I’d sent Jen links to the Facebook and Yelp pages for Joe’s failed restaurant. I asked if she’d had a chance to look
at them.
“Is it just me,” she said, “or is ‘Winter’ a really stupid name?”
“I thought the same thing.”
“Looked like the name was the least of its problems, though.” She checked the rearview mirror. I wondered if she was looking at the Honda two cars back in the other lane that had turned the corner behind us onto Seventh Street.
“Right? Why would Bill invest in something like that? Seems like he had pretty good business sense.”
“Maybe he was investing in Joe,” she said.
“That sounds like a worse bet than the restaurant.”
“Yeah, but maybe he did it for Lucinda.”
That made more sense to me. From the limited amount I knew about Bill, that seemed like a more credible theory.

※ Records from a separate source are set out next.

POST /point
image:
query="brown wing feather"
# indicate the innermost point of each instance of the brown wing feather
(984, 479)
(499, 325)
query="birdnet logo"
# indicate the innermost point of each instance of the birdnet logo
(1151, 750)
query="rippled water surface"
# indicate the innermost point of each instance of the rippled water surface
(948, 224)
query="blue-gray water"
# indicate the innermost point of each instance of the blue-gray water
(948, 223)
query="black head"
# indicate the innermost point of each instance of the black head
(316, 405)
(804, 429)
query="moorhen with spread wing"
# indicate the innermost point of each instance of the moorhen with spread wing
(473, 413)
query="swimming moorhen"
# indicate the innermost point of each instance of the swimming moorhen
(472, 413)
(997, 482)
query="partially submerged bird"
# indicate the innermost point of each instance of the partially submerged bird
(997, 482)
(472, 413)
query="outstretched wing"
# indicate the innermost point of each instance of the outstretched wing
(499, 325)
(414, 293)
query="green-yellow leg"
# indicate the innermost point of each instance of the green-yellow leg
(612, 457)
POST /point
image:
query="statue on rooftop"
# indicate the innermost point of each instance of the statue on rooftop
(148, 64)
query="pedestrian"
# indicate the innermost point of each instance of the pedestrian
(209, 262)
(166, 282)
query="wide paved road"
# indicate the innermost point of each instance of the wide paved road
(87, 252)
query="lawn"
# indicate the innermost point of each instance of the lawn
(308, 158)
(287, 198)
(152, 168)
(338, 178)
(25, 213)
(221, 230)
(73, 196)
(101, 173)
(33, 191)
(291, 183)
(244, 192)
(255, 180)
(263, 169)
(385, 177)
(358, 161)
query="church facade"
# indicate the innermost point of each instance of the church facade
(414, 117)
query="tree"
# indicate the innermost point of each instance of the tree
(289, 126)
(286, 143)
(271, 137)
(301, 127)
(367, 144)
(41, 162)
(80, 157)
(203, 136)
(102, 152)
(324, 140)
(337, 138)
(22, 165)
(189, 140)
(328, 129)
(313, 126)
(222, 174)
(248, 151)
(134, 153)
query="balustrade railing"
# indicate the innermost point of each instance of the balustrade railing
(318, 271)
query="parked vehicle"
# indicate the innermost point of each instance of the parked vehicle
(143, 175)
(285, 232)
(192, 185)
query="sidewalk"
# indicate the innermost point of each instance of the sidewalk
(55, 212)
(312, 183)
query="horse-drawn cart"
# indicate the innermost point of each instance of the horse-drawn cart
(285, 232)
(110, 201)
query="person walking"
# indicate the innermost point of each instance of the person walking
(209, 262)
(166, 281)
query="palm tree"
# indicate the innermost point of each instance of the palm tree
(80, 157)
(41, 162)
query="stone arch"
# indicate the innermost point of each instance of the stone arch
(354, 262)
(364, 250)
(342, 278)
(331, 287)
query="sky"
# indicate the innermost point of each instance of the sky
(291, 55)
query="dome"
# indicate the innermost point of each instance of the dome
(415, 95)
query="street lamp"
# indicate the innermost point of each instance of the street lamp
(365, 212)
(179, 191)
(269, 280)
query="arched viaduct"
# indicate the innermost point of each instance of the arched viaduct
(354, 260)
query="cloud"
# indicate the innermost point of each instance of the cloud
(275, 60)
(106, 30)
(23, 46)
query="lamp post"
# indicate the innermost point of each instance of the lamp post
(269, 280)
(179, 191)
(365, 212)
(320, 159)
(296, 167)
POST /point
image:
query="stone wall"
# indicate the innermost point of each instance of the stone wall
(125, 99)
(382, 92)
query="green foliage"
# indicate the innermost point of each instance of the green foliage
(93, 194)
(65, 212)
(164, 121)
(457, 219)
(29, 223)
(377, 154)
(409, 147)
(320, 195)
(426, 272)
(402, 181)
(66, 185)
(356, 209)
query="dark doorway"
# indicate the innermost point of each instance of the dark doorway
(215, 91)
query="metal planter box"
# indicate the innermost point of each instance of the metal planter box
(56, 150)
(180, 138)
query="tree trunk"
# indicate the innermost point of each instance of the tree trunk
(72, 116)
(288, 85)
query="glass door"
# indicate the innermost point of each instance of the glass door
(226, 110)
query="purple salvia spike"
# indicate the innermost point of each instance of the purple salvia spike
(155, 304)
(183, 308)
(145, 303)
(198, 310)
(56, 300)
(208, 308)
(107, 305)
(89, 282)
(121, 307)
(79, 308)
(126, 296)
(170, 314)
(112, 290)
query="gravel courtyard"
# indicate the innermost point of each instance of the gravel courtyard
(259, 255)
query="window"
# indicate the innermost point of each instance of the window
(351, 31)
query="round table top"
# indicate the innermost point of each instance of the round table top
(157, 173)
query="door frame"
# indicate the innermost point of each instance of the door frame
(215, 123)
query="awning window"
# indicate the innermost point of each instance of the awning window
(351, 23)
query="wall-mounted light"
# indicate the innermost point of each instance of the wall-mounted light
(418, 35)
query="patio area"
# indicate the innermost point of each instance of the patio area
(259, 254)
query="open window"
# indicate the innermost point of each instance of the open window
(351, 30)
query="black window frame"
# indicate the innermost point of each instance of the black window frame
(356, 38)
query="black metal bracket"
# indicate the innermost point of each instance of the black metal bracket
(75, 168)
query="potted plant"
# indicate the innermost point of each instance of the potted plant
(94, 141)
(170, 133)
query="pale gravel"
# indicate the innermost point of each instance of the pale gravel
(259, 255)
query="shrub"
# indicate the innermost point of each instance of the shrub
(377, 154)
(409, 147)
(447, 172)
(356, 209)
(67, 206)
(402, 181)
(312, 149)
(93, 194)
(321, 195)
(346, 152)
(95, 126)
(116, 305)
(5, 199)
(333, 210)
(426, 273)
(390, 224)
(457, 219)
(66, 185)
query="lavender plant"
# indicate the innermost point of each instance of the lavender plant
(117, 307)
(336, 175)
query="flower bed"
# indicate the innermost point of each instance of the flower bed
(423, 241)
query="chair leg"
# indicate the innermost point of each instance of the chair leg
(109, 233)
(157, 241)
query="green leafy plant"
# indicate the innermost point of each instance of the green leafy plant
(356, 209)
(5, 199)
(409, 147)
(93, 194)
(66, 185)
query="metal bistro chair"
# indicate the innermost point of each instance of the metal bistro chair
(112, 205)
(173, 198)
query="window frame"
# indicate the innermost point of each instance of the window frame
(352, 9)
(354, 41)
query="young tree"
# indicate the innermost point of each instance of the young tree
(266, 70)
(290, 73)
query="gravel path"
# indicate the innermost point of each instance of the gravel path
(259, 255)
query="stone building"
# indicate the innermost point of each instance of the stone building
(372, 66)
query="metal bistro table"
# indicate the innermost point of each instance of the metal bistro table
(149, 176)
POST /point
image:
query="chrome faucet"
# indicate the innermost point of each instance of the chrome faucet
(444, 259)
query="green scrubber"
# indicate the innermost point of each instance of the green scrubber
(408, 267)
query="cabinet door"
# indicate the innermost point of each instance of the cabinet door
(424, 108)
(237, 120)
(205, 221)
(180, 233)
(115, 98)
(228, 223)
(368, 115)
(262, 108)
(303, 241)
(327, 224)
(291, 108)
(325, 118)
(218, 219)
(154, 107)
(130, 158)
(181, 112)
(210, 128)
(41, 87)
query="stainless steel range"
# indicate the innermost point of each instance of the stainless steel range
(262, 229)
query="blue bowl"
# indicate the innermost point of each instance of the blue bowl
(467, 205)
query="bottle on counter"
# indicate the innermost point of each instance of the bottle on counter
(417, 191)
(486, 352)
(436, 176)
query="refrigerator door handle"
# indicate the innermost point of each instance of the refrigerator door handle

“What about his ex?” she asked.
“Lucinda’s mother? She’s on my list to interview. Lives up in Pasadena, though, so I was waiting until it looked like we had half a day to spare.”
“You ready to talk to her?” Jen asked. “We go right now, we can probably beat the rush-hour traffic coming back.”
I considered it. My notes were in my jacket pocket, and I could access most of the files on my iPad while Jen drove. “Let’s do it.”
Celeste Gordon was waiting for us when we arrived. Normally, we like to drop in on potential witnesses unannounced. Often the surprise allows us to catch them off guard and they will reveal information that might not have been so forthcoming if they’d had time to prepare for our arrival. But we didn’t relish the idea of spending most of the afternoon on the freeway only to knock on an unanswered door. So we had called ahead and she had agreed to meet us at her home.
We had followed the Waze app’s directions on my phone, even though I was hesitant about taking the 110 through downtown LA, but the nav system was taking us around an accident on the more logical route that would have taken us up the Long Beach Freeway. We still hit some congestion, but we made the trip in an hour and fifteen minutes.
The exclusive neighborhood was tucked in between Cal Tech and the Huntington Library and Gardens, not far from the dividing line between Pasadena and its wealthier neighbor, San Marino. The houses were on big lots, set back from the street with privacy hedges or finely wrought fences crawling with ivy. Gordon lived in an expansive single-level ranch with a circular driveway and enough lush greenery to make it appear as though the California drought was considerate enough not to cross the San Marino city line.